- Sire: Overskate
- Grandsire: Nodouble
- Dam: Medal of Valor
- Damsire: Damascus
- Sex: Filly
- Foaled: 1986
- Country: United States
- Colour: Chestnut
- Breeder: Gerald A. Nielsen
- Owner: Poma Stable
- Trainer: Richard O'Connell
- Record: 27: 11-9-3
- Earnings: US$1,051,006

Major wins
- Selima Stakes (1988) Athenia Handicap (1989) Broad Brush Stakes (1989) Canterbury Oaks (1989) Nijana Handicap (1989) Mount Vernon Stakes (1989) Matchmaker Stakes (1990) New York Handicap (1990)

Honours
- Capades Stakes at Saratoga Race Course (2006–2007) at Aqueduct (2011)

= Capades =

American-bred Thoroughbred racehorse

Capades (foaled 1986 in New York) is a retired American Thoroughbred racehorse whom the July 24, 1989 edition of The New York Times called "one of the country's most accomplished 3-year-old grass fillies."
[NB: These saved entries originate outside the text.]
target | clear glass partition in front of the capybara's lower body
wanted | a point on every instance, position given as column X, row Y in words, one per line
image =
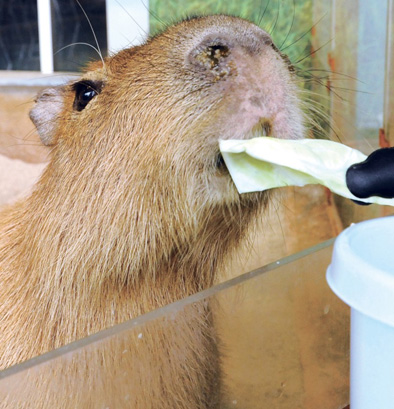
column 280, row 334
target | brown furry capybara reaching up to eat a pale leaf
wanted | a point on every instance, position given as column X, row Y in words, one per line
column 136, row 209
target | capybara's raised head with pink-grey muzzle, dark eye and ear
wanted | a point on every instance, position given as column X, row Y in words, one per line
column 135, row 163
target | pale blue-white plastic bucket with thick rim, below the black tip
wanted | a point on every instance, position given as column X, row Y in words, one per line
column 362, row 275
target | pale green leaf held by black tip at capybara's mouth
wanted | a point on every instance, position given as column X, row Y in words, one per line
column 264, row 163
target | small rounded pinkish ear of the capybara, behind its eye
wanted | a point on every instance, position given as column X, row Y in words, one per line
column 46, row 111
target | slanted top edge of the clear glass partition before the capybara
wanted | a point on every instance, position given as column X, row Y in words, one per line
column 160, row 312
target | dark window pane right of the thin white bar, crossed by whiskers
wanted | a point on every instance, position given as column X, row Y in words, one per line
column 71, row 29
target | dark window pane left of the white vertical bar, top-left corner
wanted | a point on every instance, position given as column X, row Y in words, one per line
column 19, row 48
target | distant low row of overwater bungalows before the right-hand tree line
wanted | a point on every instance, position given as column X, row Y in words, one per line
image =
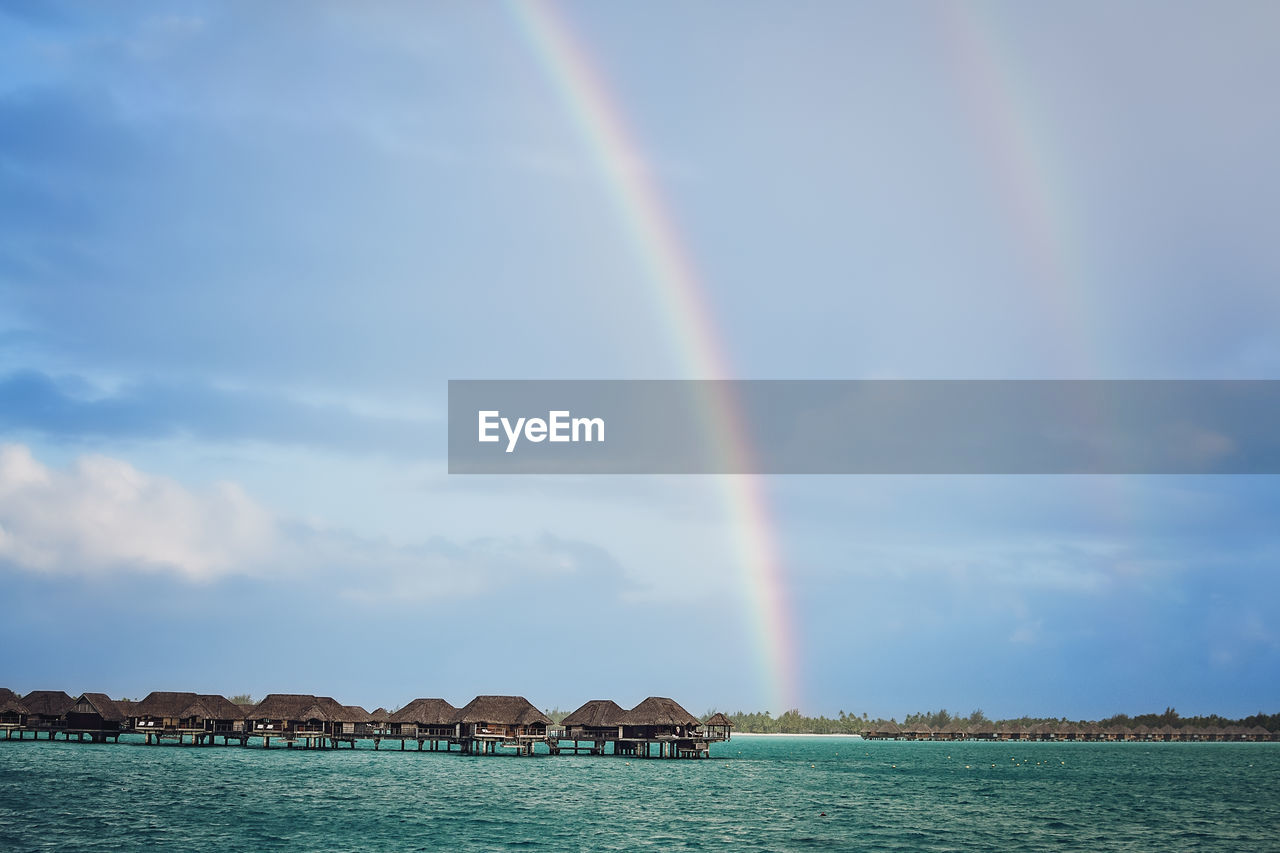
column 1064, row 732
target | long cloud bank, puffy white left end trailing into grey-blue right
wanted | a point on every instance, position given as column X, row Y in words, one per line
column 103, row 517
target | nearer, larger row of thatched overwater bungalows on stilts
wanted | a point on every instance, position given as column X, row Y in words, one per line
column 484, row 726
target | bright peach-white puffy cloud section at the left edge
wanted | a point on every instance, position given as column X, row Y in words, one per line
column 103, row 514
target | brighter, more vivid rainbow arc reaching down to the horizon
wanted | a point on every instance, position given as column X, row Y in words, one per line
column 669, row 267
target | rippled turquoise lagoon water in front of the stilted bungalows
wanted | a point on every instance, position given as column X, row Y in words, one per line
column 753, row 795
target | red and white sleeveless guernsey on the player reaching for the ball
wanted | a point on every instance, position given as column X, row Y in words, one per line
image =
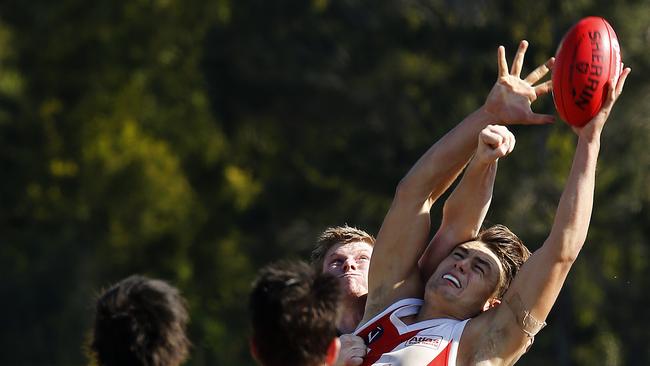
column 427, row 343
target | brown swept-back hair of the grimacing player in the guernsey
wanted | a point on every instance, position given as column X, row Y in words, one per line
column 510, row 250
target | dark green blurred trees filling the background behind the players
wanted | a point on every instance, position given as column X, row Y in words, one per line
column 195, row 141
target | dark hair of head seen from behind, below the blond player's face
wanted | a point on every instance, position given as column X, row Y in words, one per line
column 294, row 310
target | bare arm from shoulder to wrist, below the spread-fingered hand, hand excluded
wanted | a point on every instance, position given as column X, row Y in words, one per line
column 406, row 227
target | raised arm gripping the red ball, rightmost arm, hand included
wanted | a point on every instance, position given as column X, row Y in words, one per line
column 537, row 285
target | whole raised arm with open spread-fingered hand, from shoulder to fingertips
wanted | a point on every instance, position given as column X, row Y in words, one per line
column 405, row 229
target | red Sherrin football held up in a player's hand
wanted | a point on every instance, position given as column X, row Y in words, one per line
column 588, row 56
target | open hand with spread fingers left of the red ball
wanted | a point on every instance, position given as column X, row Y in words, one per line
column 511, row 96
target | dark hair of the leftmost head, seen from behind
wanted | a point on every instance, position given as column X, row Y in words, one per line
column 140, row 321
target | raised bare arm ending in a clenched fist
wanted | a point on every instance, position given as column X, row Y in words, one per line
column 466, row 207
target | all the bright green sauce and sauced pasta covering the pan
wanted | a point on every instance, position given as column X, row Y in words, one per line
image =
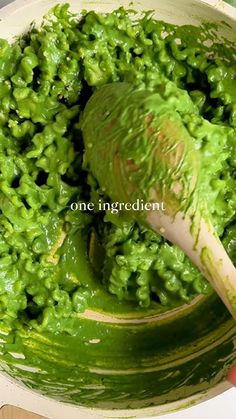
column 54, row 262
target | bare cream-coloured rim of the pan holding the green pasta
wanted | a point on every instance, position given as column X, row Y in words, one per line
column 15, row 19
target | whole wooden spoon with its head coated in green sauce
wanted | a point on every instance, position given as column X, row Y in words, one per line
column 137, row 148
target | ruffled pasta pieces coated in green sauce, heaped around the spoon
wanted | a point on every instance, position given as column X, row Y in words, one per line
column 46, row 79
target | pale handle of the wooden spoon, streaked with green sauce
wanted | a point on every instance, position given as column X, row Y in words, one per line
column 204, row 248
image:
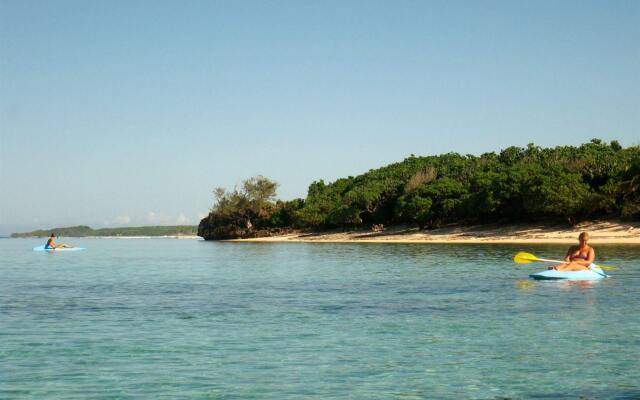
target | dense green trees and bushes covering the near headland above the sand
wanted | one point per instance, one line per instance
(565, 183)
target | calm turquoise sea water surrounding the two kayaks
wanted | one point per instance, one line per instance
(162, 318)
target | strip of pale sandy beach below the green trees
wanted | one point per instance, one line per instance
(602, 232)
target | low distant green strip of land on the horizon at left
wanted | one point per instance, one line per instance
(86, 231)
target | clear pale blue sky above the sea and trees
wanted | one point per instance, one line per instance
(127, 113)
Capades was sired by Overskate, a Canadian Horse Racing Hall of Fame inductee who won an unprecedented nine Sovereign Awards while racing in Canada and the United States. Capades dam was the racing mare, Medal of Valor, a daughter of U.S. Racing Hall of Fame inductee, Damascus.

Trained from a base in New York by Richard O'Connell, at age two Capades won the Selima Stakes at Maryland's Laurel Park Racecourse. At age three, Capades won important races for fillies but showed how good she really was in her first start against colts at Pimlico Race Course. The only filly in a field of eight three-year-olds, Capades won the 1989 Broad Brush Stakes by five and a half lengths.

Capades continued to race at age four, notably winning the Matchmaker Stakes at Atlantic City Race Course in New Jersey and the New York Handicap at Belmont Park. She was retired to broodmare duty having earned in excess of a million dollars.

Bred to stallions such as Dixieland Band, Gulch, and Lyphard, among others, Capades' offspring who raced met with limited success.